Fuddland
About two-and-a-half hours to make a statement about an incident that took less than five minutes is impressive. But that’s in no way an indictment of police work in general nor of the officer who came round yesterday evening. The process just takes a long time. We started out [after the tea had been made, of course] by talking quite casually about what happened, whilst she made notes. Then, referring to her notes, she began to write the statement properly, pausing every few sentences to get specifics or clarify exactly what occurred.
What took so long was that everything was done by hand: all with pen & paper. An interesting aside that we talked about for a few minutes—especially interesting bearing in mind there’s some kind of election coming up soon—was the argument that we don’t really need to recruit more police officers; it’d be more effective, not to mention cheaper, to cut down on the amount of paperwork they have to do. If my PC had had a basic laptop on which to make notes, which could then be expanded into the statement, instead of being re-written on fresh pages, and instantly copied to every other department or person who needed to see them, we would have been done a great deal sooner.
Of course, us being done a great deal sooner would also have been a bit of a downside: she really was very nice, not to mention rather pretty, and some might say I kept distracting her with small-talk and cups of tea because I was enjoying her company.
In a couple of days I’ll be looking at hundreds of photos of offenders to see if I recognise any of them. Not sure how I feel about that; it’ll be disappointing to not find my muggers amongst the faces, but at the same time, I’ll be nervous about being sure enough to point the finger at anyone in particular. In the meantime, I’ve been worrying about silly things to do with the statement, such as realising I actually had three bottles of Corona at the club, not two, as I’ve put in my statement, and wanting to go back [again] to where the incident took place with a measuring wheel to verify that we were indeed about fifteen metres from the edge of the bridge. Actually, asking for those things to be changed could be a good way of getting my lovely PC to come round again…
Comments
clair | 2005 / 04 / 21 – 08:52
Hehehe…trust you to find something good out of something bad :)
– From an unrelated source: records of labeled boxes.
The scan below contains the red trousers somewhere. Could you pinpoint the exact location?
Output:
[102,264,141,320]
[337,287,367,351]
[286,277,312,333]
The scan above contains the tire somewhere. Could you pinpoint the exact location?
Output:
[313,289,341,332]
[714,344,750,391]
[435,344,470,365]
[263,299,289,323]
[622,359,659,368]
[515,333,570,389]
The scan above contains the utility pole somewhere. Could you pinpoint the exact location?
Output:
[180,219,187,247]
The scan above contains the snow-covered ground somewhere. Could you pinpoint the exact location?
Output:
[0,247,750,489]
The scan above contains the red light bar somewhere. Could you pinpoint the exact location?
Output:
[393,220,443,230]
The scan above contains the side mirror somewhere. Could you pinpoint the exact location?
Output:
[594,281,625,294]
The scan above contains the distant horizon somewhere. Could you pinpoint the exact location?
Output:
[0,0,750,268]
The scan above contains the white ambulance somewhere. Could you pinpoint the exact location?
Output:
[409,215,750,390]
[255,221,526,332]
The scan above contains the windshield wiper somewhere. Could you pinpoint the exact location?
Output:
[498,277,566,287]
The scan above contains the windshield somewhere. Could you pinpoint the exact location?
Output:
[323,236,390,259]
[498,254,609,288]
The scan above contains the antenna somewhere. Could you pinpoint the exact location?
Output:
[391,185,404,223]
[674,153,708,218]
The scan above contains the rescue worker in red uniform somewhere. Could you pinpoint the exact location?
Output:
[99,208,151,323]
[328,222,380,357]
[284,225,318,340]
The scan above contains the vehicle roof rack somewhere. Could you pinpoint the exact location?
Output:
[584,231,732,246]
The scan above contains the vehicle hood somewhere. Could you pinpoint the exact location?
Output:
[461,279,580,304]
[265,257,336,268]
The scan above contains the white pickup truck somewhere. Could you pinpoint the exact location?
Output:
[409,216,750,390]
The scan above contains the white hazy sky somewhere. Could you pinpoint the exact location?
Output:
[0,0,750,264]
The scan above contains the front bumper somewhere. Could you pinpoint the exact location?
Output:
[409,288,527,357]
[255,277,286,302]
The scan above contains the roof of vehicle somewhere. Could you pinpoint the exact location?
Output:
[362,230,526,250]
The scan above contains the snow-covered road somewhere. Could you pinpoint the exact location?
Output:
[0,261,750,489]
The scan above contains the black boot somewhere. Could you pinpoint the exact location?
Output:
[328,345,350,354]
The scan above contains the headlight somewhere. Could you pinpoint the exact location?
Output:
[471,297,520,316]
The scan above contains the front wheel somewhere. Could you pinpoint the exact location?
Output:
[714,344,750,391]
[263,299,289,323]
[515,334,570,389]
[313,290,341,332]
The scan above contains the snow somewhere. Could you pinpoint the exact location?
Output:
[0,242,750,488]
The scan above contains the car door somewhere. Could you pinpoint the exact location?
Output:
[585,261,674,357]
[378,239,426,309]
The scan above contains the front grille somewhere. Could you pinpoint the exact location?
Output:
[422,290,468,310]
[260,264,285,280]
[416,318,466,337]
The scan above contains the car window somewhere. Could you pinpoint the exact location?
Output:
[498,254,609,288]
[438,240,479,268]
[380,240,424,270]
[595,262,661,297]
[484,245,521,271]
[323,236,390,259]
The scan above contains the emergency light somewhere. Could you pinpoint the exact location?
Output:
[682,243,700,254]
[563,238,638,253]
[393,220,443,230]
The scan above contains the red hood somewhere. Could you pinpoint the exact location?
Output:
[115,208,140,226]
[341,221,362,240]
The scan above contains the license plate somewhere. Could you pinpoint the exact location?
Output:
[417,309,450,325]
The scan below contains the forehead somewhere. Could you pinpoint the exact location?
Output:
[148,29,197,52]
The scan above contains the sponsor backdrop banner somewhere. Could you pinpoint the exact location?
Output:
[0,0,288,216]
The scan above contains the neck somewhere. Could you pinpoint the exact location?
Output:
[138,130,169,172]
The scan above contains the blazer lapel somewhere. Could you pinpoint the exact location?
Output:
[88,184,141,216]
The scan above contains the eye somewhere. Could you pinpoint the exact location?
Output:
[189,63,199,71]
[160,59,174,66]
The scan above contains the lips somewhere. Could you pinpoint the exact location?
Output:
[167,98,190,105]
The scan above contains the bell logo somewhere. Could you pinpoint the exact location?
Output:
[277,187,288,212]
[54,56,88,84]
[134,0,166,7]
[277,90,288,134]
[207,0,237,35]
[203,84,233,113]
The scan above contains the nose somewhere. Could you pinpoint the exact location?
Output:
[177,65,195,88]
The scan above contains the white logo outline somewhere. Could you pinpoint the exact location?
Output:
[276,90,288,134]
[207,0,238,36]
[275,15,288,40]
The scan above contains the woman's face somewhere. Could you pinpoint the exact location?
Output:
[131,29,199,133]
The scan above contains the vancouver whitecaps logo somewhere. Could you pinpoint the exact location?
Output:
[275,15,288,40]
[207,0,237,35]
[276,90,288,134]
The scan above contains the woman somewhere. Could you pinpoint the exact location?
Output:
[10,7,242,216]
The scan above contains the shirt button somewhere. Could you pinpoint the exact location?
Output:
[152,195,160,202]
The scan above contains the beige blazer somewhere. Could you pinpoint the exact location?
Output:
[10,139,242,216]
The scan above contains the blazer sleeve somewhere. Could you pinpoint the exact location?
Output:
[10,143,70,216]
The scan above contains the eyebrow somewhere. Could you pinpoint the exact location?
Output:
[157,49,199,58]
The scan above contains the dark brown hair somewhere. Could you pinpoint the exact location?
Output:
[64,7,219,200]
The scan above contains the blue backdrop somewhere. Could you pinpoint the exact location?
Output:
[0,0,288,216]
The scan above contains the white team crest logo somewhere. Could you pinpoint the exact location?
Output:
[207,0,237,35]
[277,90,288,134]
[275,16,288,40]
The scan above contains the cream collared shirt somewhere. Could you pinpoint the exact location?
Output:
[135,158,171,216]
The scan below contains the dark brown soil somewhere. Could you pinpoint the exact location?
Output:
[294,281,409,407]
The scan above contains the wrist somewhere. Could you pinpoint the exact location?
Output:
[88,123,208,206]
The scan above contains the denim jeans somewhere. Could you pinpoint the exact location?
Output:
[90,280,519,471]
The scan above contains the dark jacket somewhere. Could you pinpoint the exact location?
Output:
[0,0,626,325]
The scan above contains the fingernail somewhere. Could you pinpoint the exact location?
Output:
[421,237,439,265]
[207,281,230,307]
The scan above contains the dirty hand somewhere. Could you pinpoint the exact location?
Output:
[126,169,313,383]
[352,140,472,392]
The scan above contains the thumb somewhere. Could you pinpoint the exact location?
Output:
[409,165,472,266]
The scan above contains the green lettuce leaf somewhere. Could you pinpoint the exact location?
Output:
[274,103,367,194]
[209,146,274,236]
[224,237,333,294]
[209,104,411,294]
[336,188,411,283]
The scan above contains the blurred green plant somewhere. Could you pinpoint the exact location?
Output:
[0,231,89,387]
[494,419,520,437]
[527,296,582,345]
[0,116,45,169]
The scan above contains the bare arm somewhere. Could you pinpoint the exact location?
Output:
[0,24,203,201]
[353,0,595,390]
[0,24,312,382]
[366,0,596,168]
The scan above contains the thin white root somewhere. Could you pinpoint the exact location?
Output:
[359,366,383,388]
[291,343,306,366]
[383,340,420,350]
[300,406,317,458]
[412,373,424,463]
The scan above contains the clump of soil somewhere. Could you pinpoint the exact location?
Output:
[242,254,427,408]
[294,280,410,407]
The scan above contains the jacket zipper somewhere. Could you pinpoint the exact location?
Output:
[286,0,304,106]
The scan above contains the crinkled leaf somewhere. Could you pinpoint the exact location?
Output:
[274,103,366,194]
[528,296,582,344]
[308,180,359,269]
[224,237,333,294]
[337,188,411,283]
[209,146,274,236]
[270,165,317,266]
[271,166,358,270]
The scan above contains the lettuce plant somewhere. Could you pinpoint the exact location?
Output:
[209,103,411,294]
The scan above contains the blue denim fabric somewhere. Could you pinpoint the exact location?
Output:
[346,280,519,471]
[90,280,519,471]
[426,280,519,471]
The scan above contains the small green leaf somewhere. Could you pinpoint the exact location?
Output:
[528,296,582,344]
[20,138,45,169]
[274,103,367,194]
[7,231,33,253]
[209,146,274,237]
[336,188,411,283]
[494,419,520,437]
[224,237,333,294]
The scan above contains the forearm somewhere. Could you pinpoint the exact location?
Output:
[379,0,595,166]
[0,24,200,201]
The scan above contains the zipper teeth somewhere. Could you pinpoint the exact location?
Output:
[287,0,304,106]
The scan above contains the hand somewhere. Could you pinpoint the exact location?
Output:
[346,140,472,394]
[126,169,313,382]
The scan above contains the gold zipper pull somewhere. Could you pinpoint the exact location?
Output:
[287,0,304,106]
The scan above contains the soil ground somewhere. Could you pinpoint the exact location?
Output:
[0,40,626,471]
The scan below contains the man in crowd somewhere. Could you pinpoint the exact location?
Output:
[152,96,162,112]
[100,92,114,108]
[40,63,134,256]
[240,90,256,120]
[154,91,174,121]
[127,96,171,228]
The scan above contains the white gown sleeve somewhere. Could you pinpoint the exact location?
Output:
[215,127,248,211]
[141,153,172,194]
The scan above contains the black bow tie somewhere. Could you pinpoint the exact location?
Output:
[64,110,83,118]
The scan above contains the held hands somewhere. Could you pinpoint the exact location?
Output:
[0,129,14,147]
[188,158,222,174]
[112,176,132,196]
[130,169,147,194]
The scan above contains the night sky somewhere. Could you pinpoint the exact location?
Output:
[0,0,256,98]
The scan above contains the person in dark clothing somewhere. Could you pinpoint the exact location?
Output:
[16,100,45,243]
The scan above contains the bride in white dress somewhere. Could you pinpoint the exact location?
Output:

Kav | 2005 / 04 / 22 – 09:42
oooh, did she have handcuffs? Was she in uniform? Oooh!
David | 2005 / 04 / 22 – 11:26
Re #2: Sheesh, took you lot long enough, I’ve been waiting for someone to make the uniform/handcuffs joke. :P
No, she was CID so in plain-clothes, and she arrived in a normal car, thus depriving the local curtain-twitchers with some juicy gossip had she arrived in a squad car.
Interestingly enough, a google for cid uk police threw up my local constabulary in the first few hits, which is currently displaying this message:
Due to an unprecedented response to our recent recruiting campaigns, we are currently not sending out application forms or accepting new applications for police officer vacancies.
See? They don’t even need any more applicants! Buy them a laptop each!